The pressure snapped outward, making the world blur at the edges of his vision, but Max stayed upright through it, defiant. Inside the bank, the robber with the cane turned his attention to the trembling man. He tapped the cane down once with a heavy clang, like a hammer striking steel, and approached the man on the floor. For a moment, Max thought the robber would shoot him, until the man did something else. He helped the man stand up, in a seemingly kind gesture. He was gentle, keeping the man stable, and then he pressed his hand against the man's forehead. For a moment, the air in the lobby swirled inward, like a whirlpool, with the man at the center. The shimmer around the man collapsed, compressing into a fine point at his forehead, and promptly disappeared. The man went limp, crumpling to the floor. He was unconscious, breathing shallowly, alive.

Max stared through the glass, unable to reconcile with what he'd just seen. A bank robber had contained whatever that was with the ease of muscle memory. The other three men worked the counter with the same cold efficiency, stuffing cash into duffel bags. They brought the bags back to the van, and the man with the cane announced that they should begin cracking the vault. It was almost… too smooth. There were no random gunshots, no shouting, no cruelty. It was clear to even Max that this was just a job for these people.

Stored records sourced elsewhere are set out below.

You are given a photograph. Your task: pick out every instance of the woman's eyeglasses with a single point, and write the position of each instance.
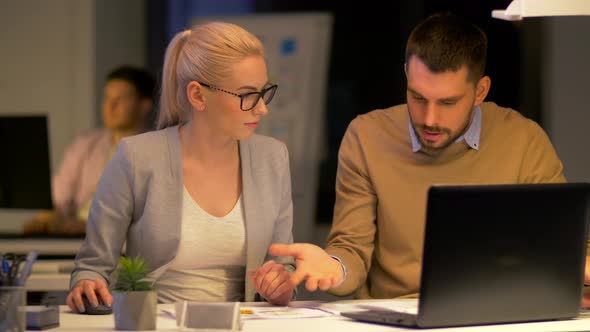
(249, 100)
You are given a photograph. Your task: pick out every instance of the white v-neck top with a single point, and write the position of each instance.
(211, 260)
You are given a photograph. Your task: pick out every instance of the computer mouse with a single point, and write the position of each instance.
(100, 309)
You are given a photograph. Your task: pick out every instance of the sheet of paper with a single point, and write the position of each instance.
(401, 305)
(281, 313)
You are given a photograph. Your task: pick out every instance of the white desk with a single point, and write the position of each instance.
(76, 322)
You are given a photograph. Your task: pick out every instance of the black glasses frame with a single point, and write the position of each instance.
(272, 88)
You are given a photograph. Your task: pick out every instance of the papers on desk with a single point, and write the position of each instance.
(282, 313)
(270, 312)
(317, 309)
(400, 305)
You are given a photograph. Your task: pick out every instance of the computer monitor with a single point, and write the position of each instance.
(25, 175)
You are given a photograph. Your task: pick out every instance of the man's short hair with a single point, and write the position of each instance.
(446, 42)
(141, 79)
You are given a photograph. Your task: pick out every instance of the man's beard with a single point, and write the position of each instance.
(451, 137)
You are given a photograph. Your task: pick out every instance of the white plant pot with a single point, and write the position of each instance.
(135, 310)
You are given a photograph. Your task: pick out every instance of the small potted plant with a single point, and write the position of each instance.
(134, 298)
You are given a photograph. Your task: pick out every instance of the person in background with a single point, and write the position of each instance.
(445, 134)
(202, 198)
(126, 106)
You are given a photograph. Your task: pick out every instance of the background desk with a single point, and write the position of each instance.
(75, 322)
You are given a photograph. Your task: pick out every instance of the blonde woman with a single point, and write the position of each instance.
(202, 198)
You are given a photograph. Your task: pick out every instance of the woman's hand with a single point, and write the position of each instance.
(313, 264)
(271, 281)
(91, 289)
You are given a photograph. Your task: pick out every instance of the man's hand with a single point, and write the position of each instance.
(92, 289)
(313, 264)
(271, 281)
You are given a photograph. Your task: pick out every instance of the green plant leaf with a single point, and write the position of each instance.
(132, 272)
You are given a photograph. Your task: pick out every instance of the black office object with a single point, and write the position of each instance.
(25, 173)
(100, 309)
(499, 254)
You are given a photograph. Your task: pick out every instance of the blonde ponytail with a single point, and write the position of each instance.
(206, 54)
(169, 108)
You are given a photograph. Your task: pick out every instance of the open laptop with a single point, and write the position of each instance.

Sirens wailed in the distance, but they could never have arrived in time. There was a boom, and the four robbers swiftly emptied the contents of the vault. On the way out, the man with the cane stopped for a split second, and turned to Max. He looked like any other office worker, with tired eyes and a refined stature. If Max hadn't just witnessed him rob the bank, he'd have thought that he worked there. The man's gaze cut through Max, seemingly staring directly into his soul itself. A familiar pressure built up again in the air, before abruptly disappearing. He then nodded once, and got in the van, driving away.

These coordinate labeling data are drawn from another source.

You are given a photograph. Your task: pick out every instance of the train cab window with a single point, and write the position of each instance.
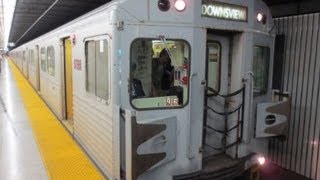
(260, 65)
(159, 73)
(213, 60)
(97, 68)
(43, 57)
(50, 60)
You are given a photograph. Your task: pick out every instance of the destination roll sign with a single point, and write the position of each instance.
(221, 10)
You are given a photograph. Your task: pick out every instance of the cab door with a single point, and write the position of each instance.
(217, 78)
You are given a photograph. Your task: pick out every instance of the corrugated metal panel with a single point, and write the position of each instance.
(300, 151)
(93, 128)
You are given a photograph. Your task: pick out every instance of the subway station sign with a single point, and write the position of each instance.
(221, 10)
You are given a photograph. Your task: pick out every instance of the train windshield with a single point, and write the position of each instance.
(159, 72)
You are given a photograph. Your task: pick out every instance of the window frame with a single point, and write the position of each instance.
(130, 81)
(220, 66)
(49, 63)
(90, 94)
(261, 93)
(43, 60)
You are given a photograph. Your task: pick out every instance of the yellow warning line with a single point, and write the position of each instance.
(62, 157)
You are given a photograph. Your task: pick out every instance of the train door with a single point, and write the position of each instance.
(68, 78)
(37, 60)
(217, 78)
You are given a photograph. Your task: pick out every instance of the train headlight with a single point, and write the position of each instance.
(261, 18)
(261, 160)
(164, 5)
(180, 5)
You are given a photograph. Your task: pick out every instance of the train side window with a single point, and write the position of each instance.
(159, 73)
(97, 68)
(31, 54)
(260, 65)
(50, 60)
(214, 64)
(43, 59)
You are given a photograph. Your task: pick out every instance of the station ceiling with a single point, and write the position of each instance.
(33, 18)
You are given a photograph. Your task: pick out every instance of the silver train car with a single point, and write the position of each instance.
(163, 89)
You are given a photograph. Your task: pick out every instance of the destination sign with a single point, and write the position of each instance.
(221, 10)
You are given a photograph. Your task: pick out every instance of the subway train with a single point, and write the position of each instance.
(163, 89)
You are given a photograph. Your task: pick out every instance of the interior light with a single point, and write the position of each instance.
(261, 160)
(180, 5)
(261, 18)
(164, 5)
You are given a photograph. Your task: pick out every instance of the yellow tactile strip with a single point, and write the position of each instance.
(62, 157)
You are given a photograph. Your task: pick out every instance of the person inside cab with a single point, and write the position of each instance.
(167, 78)
(136, 85)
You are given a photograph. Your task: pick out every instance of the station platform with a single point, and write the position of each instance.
(34, 144)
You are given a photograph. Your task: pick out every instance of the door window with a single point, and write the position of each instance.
(97, 79)
(159, 73)
(43, 59)
(214, 65)
(260, 66)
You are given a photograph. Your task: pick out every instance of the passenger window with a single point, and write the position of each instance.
(43, 60)
(159, 73)
(260, 65)
(97, 79)
(213, 60)
(50, 60)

The crowd erupted with noise as soon as it left. Anger, shock, people talking over each other, phones out, hands shaking. Max stood there in the cold with his heart hammering, and just as quickly as it had risen up, the heat in his limbs faded away. Then a hand settled on his shoulder. "Don't try to run." a man said close to his ear. "They're watching you" Max spun around, still on edge from what he'd just witnessed. The man behind him was tall, muscular, and dressed plain enough to disappear into any crowd, with a black T-shirt and sweatpants. He had short black hair and a faint shadow of facial hair that made him look about ten years older than he really was. His eyes were sharp, dark with exhaustion. "What—" Max began to ask. "You didn't fall," the man said, narrowing his eyes with suspicion. Max blinked, thrown. "I—what?" The man's gaze cut back to the bank, then to the street where the van had vanished. "You should've dropped when the overflow hit. Everyone else did." Max's mouth went dry. "Overflow? What are you talking about? You mean that weird fog?" The man simply responded with "The name's Devon Astor, official Association agent, you need to come with me." Max's first instinct was to refuse. His second instinct was to run. His legs didn't move. The memory of that pressure, of the world buckling, was stuck in his mind.

"You're… police?" Max asked, grasping for normal labels. Devon's mouth twitched, humorless. "Not exactly, more like the cleanup crew" Max's phone buzzed in his pocket, but he ignored it. Devon's hand stayed steady on his shoulder, not a threat, but not gentle either. "Come on," Devon said. "Before someone less merciful comes along."